Moonlight glinted off something metallic in Zeke’s hands. I heard him gasp, and then I saw blotches of phosphorescent blood appear in the middle circle. Then the entire pattern flared into blue fire.
After a minute the fire subsided to a glow that lit up the alley. Zeke sat in the center of his circle, hugging his knees, staring at the middle circle. The blotches were burning brighter now. I gazed from Zeke to the middle circle to the car. For the longest time nothing happened at all.
I can’t tell you how the thing appeared, because I was looking at Zeke’s face when I heard it. It sounded like a huge downpour, or the center of a waterfall. Zeke gritted his teeth and grunted like he’d been stabbed in the gut, and I flicked my eyes to the middle circle again. It was already there ...
... the most beautiful thing I’ve ever seen. It swirled like a dust-devil, but a dust-devil made of light. It was not green, or red, or any other color, really. It simply was. I know that’s crazy.

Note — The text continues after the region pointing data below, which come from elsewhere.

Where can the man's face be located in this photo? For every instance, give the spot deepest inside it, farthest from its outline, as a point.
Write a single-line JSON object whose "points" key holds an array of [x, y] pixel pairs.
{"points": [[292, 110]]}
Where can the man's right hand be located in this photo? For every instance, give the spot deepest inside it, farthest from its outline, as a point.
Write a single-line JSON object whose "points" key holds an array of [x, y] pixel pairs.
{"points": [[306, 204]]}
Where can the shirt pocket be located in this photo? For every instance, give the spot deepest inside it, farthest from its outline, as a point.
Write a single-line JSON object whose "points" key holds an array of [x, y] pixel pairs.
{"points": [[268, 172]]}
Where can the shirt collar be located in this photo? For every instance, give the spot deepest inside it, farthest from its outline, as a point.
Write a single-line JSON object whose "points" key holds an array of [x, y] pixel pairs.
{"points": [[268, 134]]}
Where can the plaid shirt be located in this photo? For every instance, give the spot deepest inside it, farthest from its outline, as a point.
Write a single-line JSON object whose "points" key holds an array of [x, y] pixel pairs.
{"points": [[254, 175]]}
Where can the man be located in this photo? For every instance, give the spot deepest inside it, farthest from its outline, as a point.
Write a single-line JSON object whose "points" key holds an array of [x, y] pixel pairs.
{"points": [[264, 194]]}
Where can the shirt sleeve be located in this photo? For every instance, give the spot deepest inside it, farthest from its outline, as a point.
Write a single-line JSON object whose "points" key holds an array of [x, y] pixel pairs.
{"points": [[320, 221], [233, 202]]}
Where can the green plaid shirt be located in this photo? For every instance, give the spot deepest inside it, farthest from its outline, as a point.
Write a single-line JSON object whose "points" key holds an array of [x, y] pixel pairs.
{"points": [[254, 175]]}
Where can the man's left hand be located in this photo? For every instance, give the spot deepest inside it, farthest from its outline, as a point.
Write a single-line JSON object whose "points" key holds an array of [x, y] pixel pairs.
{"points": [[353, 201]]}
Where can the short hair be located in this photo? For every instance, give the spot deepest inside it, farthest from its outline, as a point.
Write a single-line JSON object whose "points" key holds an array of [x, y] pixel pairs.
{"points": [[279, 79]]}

It spun toward Zeke, moaning like a tornado, and as it moved I saw the bright blotches rise up and become part of the whirlwind. It battered at Zeke’s circle, sparks flying as flakes of paint chipped off the ground and joined the spinning air. Zeke clenched his fist. Blood poured down his arms. The thing spun backwards; then Zeke was on his feet, shouting at the top of his lungs. I couldn’t make out the words over the roar.
After that it was over almost instantly. The whirlwind broke through the circle surrounding the car, then vanished. The circles and rectangles on the Chevy flared a moment and went dark. The blue circles on the ground faded.
We were in darkness.
That’s when I realized Zeke was calling for help. I ran to him, picked the bandages off the ground, and began to wrap up his hands. There was so much blo
od I couldn’t tell where the wound was: but I cinched both bandages tight. Zeke’s hair was matted to his head with sweat. A smile was playing around his face. He stood up, holding me. Then he looked at the car and whooped for joy.
When Zeke got in and started her up, I whooped too.
August was race season. Any kid who could escape his family snuck off at night to the white highways.
The highways have always been here. They are cracked, and full of holes, and some whole sections of bridges have collapsed, You can still ride the white highways from one ocean to another, from Canuck to Mexicana. And if you’re a driver, you can race on them.
The pro driver that first Saturday in August was a blond-haired guy from Appalachia who called himself the Bobcat and drove a blue and gold Ford. The local girls who’d ditched their folks were pooling in the glow of his headlights like moths, jockeying to get closer to him. The boys were standing around in tight bunches outside the light, looking at the car. Everyone was very careful not to lean on the Bobcat’s car.
We watched him from a ridge above the highways. Zeke had said he wanted to size up the competition. He snorted. "I’m gonna bury this guy."
I wasn’t so sure. The Bobcat wasn’t famous on the circuit, but he was still a pro driver, and Zeke had never raced before. But Zeke was Zeke. And he was confident as hell. "Let’s go," he said. I climbed in from the passenger side and Zeke slid in the other door. He planted his big hands on the steering wheel—completely covering the channels, I saw—and his face contorted into an angry sneer like he was wrestling the Engine for control. Finally he smiled.
We shot down the ridge, the Engine growling like a caged bear, and popped through a hole in the railing. Zeke slid to a stop just behind Bobcat, his lights focusing on the blue Ford. The blond-haired driver looked at us for a moment. I thought I saw a little doubt in his face, but then he shrugged and turned back to the girls.
Zeke eased the Chevy up to the line. "Hey, piss-head," Zeke said. The Bobcat ignored us.